La Nota di Aggiornamento al Documento di Economia e Finanza (NADEF), presentata dal premier Mario Draghi e dal ministro dell’Economia Daniele Franco, è stata approvata dal Consiglio dei Ministri.
Il rapporto fotografa lo stato dell’economia italiana a legislazione vigente, ossia senza indicare obiettivi programmatici o politiche economiche diverse da quelle sinora in atto, cose che saranno eventualmente definite dal nuovo esecutivo neo-eletto.
Dopo sei semestri di crescita oltre le aspettative, per l’economia italiana si prospetta un periodo più faticoso e “zoppicante”. Il motivo sono le note convergenze sfavorevoli a livello internazionale che impattano, con gradazioni diverse, molti Paesi del globo, a cominciare dalle nazioni europee.

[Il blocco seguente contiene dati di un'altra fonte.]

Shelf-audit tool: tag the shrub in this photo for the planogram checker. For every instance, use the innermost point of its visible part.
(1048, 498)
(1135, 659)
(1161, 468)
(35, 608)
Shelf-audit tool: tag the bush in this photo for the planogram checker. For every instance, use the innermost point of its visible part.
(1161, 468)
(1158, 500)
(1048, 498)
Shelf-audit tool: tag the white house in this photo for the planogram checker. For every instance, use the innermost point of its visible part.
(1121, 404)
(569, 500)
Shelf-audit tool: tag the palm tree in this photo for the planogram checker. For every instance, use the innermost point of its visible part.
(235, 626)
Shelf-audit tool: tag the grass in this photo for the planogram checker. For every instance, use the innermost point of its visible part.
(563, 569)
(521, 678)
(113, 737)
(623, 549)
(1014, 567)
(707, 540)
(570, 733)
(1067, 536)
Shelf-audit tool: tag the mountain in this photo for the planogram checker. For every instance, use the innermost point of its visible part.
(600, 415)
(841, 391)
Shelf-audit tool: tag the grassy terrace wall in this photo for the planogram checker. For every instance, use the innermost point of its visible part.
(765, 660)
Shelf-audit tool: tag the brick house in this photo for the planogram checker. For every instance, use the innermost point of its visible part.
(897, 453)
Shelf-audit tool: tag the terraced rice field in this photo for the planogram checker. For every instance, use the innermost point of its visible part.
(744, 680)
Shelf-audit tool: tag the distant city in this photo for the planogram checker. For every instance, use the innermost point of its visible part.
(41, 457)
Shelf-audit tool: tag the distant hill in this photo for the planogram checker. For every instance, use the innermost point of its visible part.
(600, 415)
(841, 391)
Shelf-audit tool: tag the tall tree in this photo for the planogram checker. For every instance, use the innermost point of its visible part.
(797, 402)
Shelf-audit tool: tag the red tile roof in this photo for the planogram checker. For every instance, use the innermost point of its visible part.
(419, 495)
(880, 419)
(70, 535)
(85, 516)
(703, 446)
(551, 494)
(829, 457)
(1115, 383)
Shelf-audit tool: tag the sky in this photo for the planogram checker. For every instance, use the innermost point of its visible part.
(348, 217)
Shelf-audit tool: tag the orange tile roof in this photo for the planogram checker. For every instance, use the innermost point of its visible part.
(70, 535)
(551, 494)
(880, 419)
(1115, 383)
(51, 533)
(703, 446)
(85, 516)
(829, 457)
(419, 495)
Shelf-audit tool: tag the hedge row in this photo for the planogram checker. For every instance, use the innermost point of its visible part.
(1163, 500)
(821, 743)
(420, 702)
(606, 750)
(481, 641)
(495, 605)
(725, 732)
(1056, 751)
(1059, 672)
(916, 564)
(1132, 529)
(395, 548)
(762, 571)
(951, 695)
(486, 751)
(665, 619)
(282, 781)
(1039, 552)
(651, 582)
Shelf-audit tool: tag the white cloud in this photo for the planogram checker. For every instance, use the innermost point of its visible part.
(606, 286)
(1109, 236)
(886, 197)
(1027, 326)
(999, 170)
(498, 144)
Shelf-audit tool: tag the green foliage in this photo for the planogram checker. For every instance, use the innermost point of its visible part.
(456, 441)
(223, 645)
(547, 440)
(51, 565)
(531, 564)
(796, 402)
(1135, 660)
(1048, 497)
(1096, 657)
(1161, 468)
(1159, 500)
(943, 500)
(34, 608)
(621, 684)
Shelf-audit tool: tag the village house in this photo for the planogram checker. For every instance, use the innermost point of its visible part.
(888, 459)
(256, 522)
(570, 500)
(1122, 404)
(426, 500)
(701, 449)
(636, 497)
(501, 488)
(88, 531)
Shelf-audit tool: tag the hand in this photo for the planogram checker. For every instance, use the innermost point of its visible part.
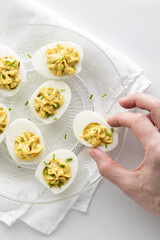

L’esegesi di ciò è nota a tutti da vari mesi: guerra ucraina e nuove forti tensioni internazionali hanno fatto schizzare i prezzi dell’energia e provocato una spirale inflazionistica che dall’energia stessa si riverbera su tutto il sistema produttivo, specie per uno improntato sull’industria trasformativa e sulle esportazioni come quello del Bel Paese.
In ogni caso il PIL 2022 non ne sembra ancora coinvolto, anzi a dispetto del +3.1% calcolato in aprile, il nuovo NADEF appena sottoscritto sposta l’asticella della crescita ad un +3.3%. Ciò sarebbe dovuto ad un primo semestre di crescita inaspettata, da bilanciare con il rallentamento della seconda metà dell’anno.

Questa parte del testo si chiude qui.